By Melinda Munson
The Skagway Borough Assembly unanimously passed Resolution 22-15R on June 2, earmarking $200,000 in subsidies for two licensed childcare start-ups in Skagway.
The funding comes amid a child care crisis in Skagway that Assemblymember Reba Hylton, sponsor of the resolution, said has been a chronic issue.
“When I first found out I was pregnant 10 years ago, before I told my own mother, I went to Grandma Linda and secured my spot to get childcare, because I knew that I could not make it in this community without her help,” Hylton said.
With the closing of Mighty Munchkins Daycare earlier this year, Skagway is left with Linda Calver’s year-round service, Little Cherubs Daycare, and seasonal providers Little Buck-a-roo Daycare and Little Dippers Learning Center.
Little Dippers, which leases a municipal-owned building, is not associated with the borough and is managed by Skagway Child Care Council. The center opened early this season to serve the children who formerly attended Mighty Munchkins. Due to staff shortages, the facility is open limited hours, 10 a.m. to 4 p.m., at the time of deadline.
“I don’t think I need to spell out why those hours of operation simply do not work for most working people. Six hours a day, four days a week is just not enough,” said parent Anna Nelson.
“…No blame passed whatsoever. I am just saying that it is not enough,” she said.
Residents worry what will happen in the fall when Little Dippers and Little Buck-a-roo shut their doors for the year.
And many wonder when Calver, otherwise known as Grandma Linda, will retire. She has been in the business long enough to have babysat some of her client’s parents.

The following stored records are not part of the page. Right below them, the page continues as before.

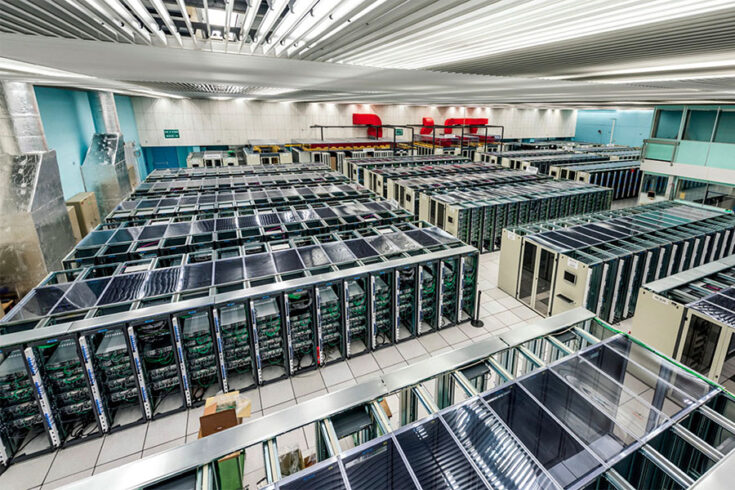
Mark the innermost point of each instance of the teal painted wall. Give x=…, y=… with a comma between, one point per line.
x=631, y=127
x=68, y=124
x=67, y=121
x=129, y=128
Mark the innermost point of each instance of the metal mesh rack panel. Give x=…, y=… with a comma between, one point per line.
x=478, y=216
x=566, y=410
x=211, y=203
x=600, y=260
x=194, y=185
x=119, y=242
x=246, y=170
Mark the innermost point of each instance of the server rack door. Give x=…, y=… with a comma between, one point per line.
x=527, y=273
x=199, y=354
x=114, y=369
x=59, y=362
x=468, y=290
x=382, y=316
x=269, y=339
x=356, y=304
x=427, y=297
x=301, y=305
x=27, y=427
x=449, y=281
x=407, y=286
x=330, y=327
x=701, y=338
x=620, y=284
x=235, y=346
x=154, y=341
x=543, y=283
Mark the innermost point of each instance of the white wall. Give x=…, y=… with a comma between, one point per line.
x=233, y=122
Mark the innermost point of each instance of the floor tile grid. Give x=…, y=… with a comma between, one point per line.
x=498, y=311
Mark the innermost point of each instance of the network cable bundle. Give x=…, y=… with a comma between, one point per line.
x=356, y=168
x=118, y=242
x=192, y=186
x=410, y=193
x=623, y=177
x=23, y=427
x=599, y=261
x=477, y=216
x=117, y=376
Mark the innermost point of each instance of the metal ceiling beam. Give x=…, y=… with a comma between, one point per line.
x=19, y=15
x=109, y=18
x=393, y=24
x=187, y=20
x=42, y=15
x=99, y=23
x=228, y=20
x=247, y=22
x=93, y=30
x=166, y=17
x=146, y=18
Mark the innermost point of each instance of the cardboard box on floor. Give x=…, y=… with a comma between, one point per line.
x=222, y=412
x=75, y=230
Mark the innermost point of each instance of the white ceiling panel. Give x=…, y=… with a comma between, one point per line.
x=570, y=53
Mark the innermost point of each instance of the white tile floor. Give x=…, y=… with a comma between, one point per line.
x=499, y=312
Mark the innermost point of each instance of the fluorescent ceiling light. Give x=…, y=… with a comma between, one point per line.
x=22, y=67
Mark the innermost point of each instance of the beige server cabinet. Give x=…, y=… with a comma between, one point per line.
x=544, y=280
x=657, y=321
x=529, y=271
x=692, y=337
x=407, y=197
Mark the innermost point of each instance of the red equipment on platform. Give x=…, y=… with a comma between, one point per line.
x=369, y=119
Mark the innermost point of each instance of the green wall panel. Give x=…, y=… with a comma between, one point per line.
x=692, y=153
x=721, y=155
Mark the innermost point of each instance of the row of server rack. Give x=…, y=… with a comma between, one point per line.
x=378, y=179
x=410, y=192
x=549, y=407
x=478, y=215
x=599, y=261
x=614, y=168
x=168, y=174
x=175, y=298
x=623, y=177
x=162, y=236
x=356, y=168
x=213, y=183
x=224, y=204
x=690, y=316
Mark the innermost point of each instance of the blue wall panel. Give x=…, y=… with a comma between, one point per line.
x=129, y=128
x=68, y=124
x=631, y=127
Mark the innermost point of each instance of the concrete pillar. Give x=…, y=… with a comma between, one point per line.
x=104, y=112
x=21, y=130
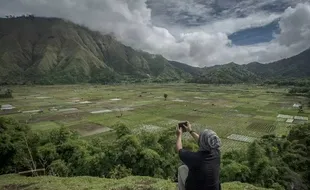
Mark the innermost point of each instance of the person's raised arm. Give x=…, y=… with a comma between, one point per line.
x=191, y=131
x=179, y=139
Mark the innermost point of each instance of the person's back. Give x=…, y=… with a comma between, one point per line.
x=202, y=167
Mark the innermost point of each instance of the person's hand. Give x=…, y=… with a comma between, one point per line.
x=188, y=127
x=179, y=131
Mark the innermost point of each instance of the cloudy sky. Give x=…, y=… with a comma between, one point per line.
x=196, y=32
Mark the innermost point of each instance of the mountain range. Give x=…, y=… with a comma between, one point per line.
x=35, y=50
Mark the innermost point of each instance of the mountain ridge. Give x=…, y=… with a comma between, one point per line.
x=39, y=50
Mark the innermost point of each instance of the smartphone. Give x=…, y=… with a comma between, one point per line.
x=181, y=125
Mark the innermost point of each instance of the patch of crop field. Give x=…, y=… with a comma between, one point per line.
x=226, y=109
x=42, y=126
x=262, y=126
x=88, y=129
x=241, y=138
x=229, y=145
x=282, y=128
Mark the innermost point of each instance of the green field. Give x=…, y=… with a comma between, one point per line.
x=227, y=109
x=14, y=182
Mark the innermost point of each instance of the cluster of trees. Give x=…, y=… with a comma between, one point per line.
x=7, y=93
x=272, y=162
x=280, y=163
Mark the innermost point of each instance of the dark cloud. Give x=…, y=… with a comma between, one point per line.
x=191, y=31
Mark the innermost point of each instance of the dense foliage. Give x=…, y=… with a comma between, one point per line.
x=277, y=162
x=105, y=60
x=7, y=93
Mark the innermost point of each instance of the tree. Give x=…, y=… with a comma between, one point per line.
x=300, y=109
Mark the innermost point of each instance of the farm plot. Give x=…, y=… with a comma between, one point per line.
x=88, y=129
x=241, y=138
x=262, y=126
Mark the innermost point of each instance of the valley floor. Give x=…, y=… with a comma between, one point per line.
x=238, y=113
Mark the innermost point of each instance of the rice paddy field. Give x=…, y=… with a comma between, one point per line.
x=238, y=113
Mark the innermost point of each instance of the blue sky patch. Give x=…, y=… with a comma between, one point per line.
x=255, y=35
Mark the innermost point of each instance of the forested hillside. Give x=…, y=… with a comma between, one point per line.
x=53, y=51
x=272, y=162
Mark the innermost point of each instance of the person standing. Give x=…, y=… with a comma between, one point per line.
x=201, y=169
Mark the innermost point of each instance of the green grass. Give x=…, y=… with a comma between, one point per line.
x=225, y=109
x=48, y=125
x=15, y=182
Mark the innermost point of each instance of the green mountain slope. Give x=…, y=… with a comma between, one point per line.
x=295, y=67
x=229, y=73
x=13, y=182
x=50, y=50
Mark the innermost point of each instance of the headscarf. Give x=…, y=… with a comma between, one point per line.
x=209, y=141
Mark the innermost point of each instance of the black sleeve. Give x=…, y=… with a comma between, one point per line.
x=187, y=157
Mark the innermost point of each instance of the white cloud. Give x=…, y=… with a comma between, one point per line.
x=131, y=22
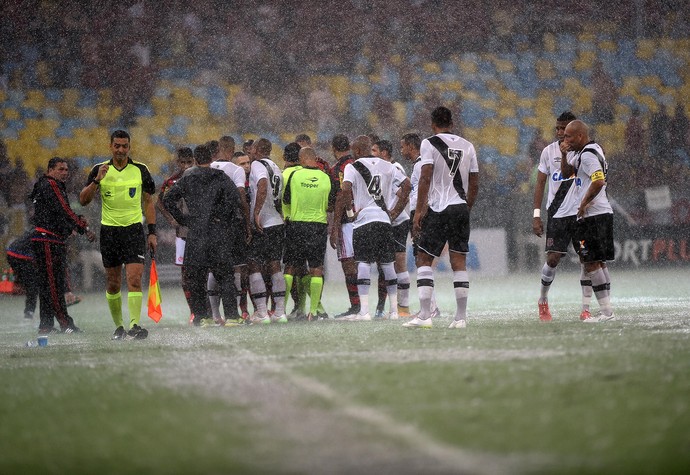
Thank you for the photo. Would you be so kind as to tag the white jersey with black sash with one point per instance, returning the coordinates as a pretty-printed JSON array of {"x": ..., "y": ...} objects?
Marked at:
[
  {"x": 374, "y": 183},
  {"x": 453, "y": 159},
  {"x": 562, "y": 199},
  {"x": 590, "y": 165}
]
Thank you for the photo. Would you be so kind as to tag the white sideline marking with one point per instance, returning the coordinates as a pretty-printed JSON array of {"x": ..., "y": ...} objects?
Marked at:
[{"x": 451, "y": 456}]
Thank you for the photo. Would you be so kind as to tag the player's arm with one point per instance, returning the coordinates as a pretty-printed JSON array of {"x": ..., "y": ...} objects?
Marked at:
[
  {"x": 261, "y": 192},
  {"x": 472, "y": 189},
  {"x": 537, "y": 224},
  {"x": 244, "y": 205},
  {"x": 567, "y": 170},
  {"x": 89, "y": 191},
  {"x": 422, "y": 197},
  {"x": 150, "y": 215},
  {"x": 168, "y": 202},
  {"x": 403, "y": 197},
  {"x": 341, "y": 201},
  {"x": 161, "y": 208},
  {"x": 598, "y": 181}
]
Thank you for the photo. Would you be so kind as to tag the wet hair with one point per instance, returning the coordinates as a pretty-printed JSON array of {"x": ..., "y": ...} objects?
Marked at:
[
  {"x": 340, "y": 143},
  {"x": 412, "y": 139},
  {"x": 291, "y": 152},
  {"x": 213, "y": 147},
  {"x": 119, "y": 134},
  {"x": 263, "y": 146},
  {"x": 185, "y": 152},
  {"x": 303, "y": 138},
  {"x": 202, "y": 154},
  {"x": 53, "y": 162},
  {"x": 566, "y": 116},
  {"x": 361, "y": 146},
  {"x": 226, "y": 142},
  {"x": 385, "y": 145},
  {"x": 442, "y": 117}
]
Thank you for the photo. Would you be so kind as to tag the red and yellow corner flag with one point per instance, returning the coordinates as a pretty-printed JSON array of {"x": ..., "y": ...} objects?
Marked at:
[{"x": 154, "y": 303}]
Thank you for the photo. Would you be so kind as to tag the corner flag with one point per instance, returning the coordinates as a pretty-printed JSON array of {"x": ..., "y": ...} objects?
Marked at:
[{"x": 154, "y": 300}]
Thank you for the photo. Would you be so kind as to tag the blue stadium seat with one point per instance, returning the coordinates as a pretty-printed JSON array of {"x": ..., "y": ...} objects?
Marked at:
[{"x": 88, "y": 99}]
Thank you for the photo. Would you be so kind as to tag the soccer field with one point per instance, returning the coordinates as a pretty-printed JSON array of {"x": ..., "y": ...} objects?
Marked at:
[{"x": 508, "y": 394}]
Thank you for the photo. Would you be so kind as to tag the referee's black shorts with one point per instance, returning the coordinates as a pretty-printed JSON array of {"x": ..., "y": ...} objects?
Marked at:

“I have heard that I am quitting, but I’m not quitting for probably a couple more years. But I have heard that rumor. Even my grandson said that to me yesterday,” she joked.
At the May 11 Health, Education and Welfare (HEW) meeting, Borough Manager Brad Ryan asked Skagway Childcare Council President Kaitlyn Jared if Little Dippers would extend its hours and services if the municipality gave them funding, citing $100,000 as an example for discussion purposes.
“What we don’t want to do is take a bunch of money, pay people higher wages, then not be able to maintain that,” Jared said.
“How would it look if Dippers had deeper pockets and someone left their job to come to us?” she added.
Jared said the child care council hasn’t been made an official offer and “we haven’t refused or declined anything. We’re still processing it.”
Resolution 22-15R, meant to expand the number of year-round childcare providers in town, would give $100,000 each to two newly licensed daycares with a minimum of 10 children enrolled monthly, operating 11 months out of the year. The facilities would receive $40,00 the first year and $20,000 the next three years.
A second resolution, 22-16R, also proposed by Hylton, was tabled and sent to the Finance Committee for review. If passed, the legislation would provide stipends for licensed daycare facilities open a minimum of five consecutive months per year. Each child four or under would qualify the center for $300 per month and each child five and older would qualify the center for $250 per month.
Calver told HEW the additional funds would go towards hiring more staff to increase capacity and covering operating costs.
Hylton said she’s proud of the legislation and hopes it makes life easier for Skagway parents.
“In addition to the amount of families that are already leaving Skagway, this childcare crisis is now at a boiling point, and it will be the main reason that more will go. I hope ours isn’t included in that. But I don’t know at this point. It is getting extremely hard to raise a family here,” Nelson said.